I have learned way more about saw chains today than I thought I ever wanted to know. It all started because I began looking into better ways to sharpen my chains.
When I was a kid, I used a round file, with no guide. It was a bit time consuming, and certainly far from perfect, but it was better than having a dull chain. This was before it ever occurred to me to buy new chains.
When I got the Stihl saw, I also got the 2-in-1 filing guide. I tried it once, and it just didn’t seem to be doing much, or doing it very consistently. I probably could have gotten good at it with practice, but I’m lazy, and I consider my time to be valuable.
Instead, however, I started sending my chains out to be sharpened. $8 per chain seemed like a good deal at first, especially if it saved me a bunch of hand filing. However, the first place cut the teeth nearly square. The second place charged me more for the longer chains. The third place cost me shipping one way. None of them came back looking as nice as they had when they were new. Most importantly, the time waiting for sharpening was interfering with my plans to get back out there, which meant I had to own more chains, but I still send them out in smaller batches.
The farm store where I frequently buy supplies for my saw had some no-name saw chain grinder for about $80. However, I decided I better learn more before buying it.
I finally started looking into them today. Harbor Freight has a $30 one that many people claim is the best one available. I watched some videos, and I could see how it was a bit janky compared to the better ones. I suppose if I was a $30 Harbor Freight kind of guy, I could have been quite happy with it, but instead I am a man of means and taste. I ended up ordering an Oregon 520-120, which I’m sure I will serve my needs quite abundantly.
In the process of researching grinders, I had to learn about all the adjustments that apply to different types of chain, which got me looking more closely at saw chains.

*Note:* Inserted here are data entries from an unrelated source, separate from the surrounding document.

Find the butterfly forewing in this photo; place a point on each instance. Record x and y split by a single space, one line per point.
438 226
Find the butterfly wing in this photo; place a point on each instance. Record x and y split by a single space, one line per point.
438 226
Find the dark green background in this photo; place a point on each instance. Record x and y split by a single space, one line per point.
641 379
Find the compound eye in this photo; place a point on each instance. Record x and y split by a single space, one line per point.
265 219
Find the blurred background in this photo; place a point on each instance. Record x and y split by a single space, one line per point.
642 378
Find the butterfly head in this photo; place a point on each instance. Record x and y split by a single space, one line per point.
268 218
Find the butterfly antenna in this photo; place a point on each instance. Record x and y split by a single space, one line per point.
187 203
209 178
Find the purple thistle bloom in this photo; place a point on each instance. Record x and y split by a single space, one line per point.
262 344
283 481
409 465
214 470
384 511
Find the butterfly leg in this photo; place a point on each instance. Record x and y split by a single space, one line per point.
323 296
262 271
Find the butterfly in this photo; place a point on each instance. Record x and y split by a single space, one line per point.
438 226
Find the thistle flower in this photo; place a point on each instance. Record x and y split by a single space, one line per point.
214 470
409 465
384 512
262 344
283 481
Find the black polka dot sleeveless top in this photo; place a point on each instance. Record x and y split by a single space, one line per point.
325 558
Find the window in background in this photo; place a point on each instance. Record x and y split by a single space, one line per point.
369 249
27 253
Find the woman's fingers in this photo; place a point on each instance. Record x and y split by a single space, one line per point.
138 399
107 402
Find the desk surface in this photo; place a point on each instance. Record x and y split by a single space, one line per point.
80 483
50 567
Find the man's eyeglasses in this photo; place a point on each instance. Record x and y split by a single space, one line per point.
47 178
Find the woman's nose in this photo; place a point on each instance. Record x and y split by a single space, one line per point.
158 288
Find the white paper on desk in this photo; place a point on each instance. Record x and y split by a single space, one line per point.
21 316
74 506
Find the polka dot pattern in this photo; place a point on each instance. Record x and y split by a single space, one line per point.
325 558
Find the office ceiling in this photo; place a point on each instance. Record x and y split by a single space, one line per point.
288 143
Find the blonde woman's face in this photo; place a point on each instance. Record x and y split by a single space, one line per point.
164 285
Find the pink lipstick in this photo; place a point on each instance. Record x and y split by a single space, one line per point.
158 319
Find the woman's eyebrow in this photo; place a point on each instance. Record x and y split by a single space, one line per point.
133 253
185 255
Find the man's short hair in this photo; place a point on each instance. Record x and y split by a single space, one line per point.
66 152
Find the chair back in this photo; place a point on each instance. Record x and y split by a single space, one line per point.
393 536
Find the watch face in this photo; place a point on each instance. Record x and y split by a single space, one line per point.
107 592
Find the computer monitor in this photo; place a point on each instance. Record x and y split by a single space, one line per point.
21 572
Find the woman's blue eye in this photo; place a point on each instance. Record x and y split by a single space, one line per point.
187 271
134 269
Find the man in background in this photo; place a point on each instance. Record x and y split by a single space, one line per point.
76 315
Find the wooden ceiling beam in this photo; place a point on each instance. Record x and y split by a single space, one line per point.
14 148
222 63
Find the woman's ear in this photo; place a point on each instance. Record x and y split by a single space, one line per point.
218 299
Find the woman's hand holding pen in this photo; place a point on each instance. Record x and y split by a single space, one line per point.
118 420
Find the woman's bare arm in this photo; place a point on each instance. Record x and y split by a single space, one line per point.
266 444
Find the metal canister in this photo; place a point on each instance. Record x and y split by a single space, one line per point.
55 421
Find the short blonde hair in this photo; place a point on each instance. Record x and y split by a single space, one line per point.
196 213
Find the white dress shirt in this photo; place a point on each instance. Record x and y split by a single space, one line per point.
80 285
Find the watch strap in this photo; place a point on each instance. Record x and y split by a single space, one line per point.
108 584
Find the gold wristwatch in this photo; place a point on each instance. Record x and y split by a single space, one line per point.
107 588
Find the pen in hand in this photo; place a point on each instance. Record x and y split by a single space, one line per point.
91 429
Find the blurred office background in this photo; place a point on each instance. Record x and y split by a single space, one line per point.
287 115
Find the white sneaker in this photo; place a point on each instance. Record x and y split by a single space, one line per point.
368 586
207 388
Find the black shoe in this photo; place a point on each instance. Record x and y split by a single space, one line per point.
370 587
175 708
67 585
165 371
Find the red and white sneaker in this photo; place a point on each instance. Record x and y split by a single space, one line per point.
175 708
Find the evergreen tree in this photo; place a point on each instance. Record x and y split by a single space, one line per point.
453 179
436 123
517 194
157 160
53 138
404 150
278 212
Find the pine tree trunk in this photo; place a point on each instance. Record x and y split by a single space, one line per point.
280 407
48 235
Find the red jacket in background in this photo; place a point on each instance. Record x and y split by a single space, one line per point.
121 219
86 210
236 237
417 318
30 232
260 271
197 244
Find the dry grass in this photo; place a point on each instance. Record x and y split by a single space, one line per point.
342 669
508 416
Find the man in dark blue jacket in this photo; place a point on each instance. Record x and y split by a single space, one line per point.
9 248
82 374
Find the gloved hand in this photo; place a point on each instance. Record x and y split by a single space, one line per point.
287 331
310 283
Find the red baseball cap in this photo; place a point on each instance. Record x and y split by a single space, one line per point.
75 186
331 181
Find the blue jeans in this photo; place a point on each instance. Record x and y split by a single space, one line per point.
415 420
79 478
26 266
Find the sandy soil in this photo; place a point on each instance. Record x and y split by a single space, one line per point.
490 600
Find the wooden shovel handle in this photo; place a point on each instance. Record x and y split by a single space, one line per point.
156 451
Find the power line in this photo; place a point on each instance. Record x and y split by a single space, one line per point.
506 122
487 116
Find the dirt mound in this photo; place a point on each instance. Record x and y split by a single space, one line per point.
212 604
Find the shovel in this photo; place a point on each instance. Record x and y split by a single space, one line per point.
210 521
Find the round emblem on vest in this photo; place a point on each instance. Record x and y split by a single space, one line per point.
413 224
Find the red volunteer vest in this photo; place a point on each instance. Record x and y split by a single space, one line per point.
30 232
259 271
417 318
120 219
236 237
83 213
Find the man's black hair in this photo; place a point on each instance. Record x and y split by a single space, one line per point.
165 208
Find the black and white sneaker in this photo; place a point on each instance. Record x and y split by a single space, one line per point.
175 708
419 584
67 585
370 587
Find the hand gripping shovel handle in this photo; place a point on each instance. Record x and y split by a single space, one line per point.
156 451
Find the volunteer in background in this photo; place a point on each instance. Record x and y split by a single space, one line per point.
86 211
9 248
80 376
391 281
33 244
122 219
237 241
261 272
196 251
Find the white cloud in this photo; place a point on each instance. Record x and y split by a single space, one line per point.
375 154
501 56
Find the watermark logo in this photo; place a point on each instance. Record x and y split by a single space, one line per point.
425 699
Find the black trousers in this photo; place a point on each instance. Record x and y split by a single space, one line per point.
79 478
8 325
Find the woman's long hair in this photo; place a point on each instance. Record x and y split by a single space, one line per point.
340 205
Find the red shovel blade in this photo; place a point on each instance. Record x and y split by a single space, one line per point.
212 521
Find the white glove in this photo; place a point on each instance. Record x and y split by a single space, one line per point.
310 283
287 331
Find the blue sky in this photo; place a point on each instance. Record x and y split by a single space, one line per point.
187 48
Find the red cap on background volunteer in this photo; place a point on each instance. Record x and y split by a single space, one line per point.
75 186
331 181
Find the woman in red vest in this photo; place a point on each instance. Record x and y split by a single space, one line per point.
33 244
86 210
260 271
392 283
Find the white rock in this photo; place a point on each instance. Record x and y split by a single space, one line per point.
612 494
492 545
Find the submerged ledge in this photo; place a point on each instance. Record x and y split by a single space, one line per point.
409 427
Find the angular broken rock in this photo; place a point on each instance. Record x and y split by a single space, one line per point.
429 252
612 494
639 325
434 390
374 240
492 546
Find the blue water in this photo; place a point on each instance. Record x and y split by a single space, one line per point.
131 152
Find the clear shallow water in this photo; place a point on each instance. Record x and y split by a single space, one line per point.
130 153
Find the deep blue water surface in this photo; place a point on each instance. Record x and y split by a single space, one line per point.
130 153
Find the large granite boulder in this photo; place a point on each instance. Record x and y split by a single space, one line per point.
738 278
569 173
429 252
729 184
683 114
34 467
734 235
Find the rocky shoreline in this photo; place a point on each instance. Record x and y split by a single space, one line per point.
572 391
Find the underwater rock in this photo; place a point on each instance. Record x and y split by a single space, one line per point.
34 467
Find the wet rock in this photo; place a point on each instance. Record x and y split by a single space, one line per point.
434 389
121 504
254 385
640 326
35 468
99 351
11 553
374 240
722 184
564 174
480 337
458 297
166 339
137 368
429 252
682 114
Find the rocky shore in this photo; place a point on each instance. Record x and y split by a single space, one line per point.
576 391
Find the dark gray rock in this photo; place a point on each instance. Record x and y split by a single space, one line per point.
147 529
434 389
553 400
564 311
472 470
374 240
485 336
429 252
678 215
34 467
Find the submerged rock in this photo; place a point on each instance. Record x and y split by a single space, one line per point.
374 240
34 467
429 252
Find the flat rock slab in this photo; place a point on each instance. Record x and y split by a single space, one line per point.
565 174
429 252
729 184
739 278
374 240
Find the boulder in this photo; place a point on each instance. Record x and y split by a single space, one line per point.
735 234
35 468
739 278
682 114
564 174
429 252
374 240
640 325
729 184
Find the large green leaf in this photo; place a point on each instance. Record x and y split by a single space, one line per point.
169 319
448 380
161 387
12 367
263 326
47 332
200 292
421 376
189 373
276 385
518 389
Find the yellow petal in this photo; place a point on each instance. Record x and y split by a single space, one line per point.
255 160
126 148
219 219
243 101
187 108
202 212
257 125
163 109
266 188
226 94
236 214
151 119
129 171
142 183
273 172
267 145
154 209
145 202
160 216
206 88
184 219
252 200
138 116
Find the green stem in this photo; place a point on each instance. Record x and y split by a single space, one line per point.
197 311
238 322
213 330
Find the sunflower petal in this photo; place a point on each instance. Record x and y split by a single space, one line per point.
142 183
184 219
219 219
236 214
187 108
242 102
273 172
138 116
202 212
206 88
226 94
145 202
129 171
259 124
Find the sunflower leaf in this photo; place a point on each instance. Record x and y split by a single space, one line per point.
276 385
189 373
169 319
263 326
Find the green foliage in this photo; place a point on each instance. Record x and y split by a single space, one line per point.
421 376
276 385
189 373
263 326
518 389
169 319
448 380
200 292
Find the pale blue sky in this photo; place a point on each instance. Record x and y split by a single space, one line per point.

When I bought my saw, it came with a 20″ bar and Rapid Micro 3 (RM3) chain. I knew that it didn’t cut as aggressively as other chains, but I didn’t feel like I was in a hurry, and I was happy to have the reduced kick-back inherent in this chain. For a long time, I had tried to stick with RM3, but it has been difficult, because local suppliers often didn’t have it. This is particularly true for my 25″ bar, because I have never found 84-link RM3 chains stocked locally. Whenever I have asked for it, I’ve always been told that they don’t stock it because professionals don’t want it (a nice way of telling me I’m an amateur).
The market forced me to try RM and RS chain. RM is like RM3, except that it doesn’t have the drive link hump that reduces kick-back. RM was noticeably more aggressive than RM3, and it took me a few minutes to learn how to work with it. RS (Rapid Super) is like RM, but it has a full-chisel tooth instead of the semi-chisel tooth. This is supposed to make it cut more aggressively, but I haven’t been able to tell the difference between RM and RS.
Bending to market forces, I had decided recently to standardize on RS chain for my 25″ bar. I now have several 84-link RS chains and RM3 chains (although my RM3 chains are all in need of sharpening until the grinder arrives).
However, I am beginning to reconsider. Not only is the semi-chisel tooth purported to hold an edge longer, but this especially true in “dirty” conditions. Since trail maintenance frequently involves dead, decaying trees that have been on the ground for some time, I would say that the conditions count as dirty. One of the things I noticed about RS chain is that the angle of attack is more acute (60° instead of 75°), which probably has something to do with the difference in durability.
Therefore, I’m thinking that what I really should be standardizing on is RM chain. I just ordered a few more for my 20″ bar, and I will keep my eye out for some for my 25″ bar.